Certaines avaient l’air assez effrayées de ce qu’il les attendait pour avoir déranger une conversation et donc perturber un futur noble.
Le sourire d’Arthur changea radicalement, bien loin du faux sourire de majordome, il s’agissait là du sourire que porte un grand frère aux plus petits de la famille. Doucement, il aida la jeune fille à se relever ainsi qu’à épousseter saleté ou poussière sur sa robe, probablement toute neuve pour la rentrée de son grand-frère ou sa grande-soeur. Des pardons furent timidement demandés.
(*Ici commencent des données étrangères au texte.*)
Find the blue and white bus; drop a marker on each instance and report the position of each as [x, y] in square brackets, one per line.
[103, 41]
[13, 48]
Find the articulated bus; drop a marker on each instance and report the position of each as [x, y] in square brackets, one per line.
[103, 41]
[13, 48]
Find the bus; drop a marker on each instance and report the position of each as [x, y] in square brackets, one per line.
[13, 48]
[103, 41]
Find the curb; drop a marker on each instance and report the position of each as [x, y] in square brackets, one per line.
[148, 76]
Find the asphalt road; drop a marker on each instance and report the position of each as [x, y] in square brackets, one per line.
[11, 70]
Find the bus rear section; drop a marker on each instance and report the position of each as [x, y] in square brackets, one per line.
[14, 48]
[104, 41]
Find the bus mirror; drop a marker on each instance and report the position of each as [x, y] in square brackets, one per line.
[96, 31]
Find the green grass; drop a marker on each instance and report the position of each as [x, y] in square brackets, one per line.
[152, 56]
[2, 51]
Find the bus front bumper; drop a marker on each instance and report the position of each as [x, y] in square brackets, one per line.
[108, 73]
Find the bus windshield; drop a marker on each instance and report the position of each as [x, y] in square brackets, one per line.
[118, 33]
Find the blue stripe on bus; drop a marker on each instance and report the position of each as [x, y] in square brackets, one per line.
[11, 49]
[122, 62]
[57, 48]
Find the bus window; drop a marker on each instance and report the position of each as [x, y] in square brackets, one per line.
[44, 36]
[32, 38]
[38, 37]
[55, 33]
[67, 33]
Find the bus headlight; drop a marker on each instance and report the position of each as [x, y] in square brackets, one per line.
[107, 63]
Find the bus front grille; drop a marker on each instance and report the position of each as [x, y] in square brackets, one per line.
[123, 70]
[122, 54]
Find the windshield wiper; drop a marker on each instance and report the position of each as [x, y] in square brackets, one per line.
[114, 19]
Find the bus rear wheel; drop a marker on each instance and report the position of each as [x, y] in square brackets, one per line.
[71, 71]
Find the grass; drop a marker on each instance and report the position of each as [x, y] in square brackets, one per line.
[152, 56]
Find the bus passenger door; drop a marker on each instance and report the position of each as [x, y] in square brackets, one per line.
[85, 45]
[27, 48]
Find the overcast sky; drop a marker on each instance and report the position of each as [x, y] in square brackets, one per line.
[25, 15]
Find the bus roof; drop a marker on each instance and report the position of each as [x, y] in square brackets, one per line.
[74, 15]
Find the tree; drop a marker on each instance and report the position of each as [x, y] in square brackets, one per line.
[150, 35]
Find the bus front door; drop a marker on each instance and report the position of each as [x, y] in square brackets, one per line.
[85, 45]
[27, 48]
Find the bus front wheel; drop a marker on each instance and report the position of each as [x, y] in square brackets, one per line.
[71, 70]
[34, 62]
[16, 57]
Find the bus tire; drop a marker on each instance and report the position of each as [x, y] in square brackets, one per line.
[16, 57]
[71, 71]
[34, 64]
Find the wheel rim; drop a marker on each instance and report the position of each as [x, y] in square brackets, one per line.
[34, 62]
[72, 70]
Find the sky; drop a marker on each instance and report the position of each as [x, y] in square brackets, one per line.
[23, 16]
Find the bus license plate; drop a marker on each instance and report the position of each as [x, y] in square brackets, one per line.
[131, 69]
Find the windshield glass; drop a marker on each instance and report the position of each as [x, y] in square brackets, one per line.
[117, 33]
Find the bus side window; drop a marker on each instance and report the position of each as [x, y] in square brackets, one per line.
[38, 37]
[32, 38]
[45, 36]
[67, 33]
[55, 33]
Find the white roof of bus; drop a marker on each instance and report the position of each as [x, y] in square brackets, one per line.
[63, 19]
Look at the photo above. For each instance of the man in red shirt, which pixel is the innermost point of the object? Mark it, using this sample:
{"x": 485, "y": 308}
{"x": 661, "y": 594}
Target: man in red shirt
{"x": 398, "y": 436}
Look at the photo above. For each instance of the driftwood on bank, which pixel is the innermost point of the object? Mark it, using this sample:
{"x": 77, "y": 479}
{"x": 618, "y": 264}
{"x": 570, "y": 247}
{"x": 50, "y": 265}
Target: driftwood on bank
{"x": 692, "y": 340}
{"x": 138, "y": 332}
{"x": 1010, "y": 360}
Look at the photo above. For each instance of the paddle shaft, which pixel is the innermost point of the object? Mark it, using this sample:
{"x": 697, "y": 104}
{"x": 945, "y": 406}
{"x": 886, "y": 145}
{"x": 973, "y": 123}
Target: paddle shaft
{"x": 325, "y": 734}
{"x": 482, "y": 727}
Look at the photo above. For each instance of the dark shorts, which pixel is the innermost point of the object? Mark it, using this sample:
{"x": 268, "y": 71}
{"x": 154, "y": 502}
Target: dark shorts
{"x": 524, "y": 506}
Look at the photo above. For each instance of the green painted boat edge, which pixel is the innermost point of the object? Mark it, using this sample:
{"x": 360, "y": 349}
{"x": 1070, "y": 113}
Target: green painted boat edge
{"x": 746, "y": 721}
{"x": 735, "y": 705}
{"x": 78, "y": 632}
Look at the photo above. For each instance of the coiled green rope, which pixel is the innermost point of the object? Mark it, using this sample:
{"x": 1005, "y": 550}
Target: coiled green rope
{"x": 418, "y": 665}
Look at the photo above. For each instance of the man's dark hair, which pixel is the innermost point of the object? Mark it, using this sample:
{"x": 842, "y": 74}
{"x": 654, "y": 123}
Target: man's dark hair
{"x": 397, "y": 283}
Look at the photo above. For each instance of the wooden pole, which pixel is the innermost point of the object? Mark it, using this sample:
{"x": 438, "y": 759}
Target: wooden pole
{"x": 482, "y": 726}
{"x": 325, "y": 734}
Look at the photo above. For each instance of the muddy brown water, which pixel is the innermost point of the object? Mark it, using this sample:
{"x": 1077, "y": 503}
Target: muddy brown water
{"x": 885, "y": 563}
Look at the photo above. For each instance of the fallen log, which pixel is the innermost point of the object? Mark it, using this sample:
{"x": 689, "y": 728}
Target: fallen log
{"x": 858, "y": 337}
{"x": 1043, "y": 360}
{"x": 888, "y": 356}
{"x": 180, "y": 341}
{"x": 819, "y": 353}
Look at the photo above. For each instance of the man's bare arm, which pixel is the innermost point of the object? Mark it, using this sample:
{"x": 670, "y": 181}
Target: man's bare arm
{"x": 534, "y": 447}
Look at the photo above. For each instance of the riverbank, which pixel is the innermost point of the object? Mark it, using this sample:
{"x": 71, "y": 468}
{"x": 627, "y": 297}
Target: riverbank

– Ce n’est pas grave, l’important est qu’il n’y a pas de blessé. Mais évitez de courir en groupe, il ne faudrait pas qu’un accident arrive.

Arthur avait l’impression de se retrouver devant sa propre petite-soeur et ce changement d’air lui fit étrangement un bien fou. Il ébouriffa doucement les cheveux de l’enfant, de façon ni trop appuyée, ni trop longtemps, avant de la laisser partir avec ses amies.
Il refit face au noble, reprenant un air simple et banal de majordome, ne forçant pas plus que ça sur son sourire.

– Veuillez m’excuser pour le dérangement. Normalement, les élèves sont d’abord invités à se rendre dans leur chambre et à s’y installer confortablement. Je pense que vous pourrez vous y rendre dès le lendemain, il y aura peut-être quelqu’un pour vous y guider.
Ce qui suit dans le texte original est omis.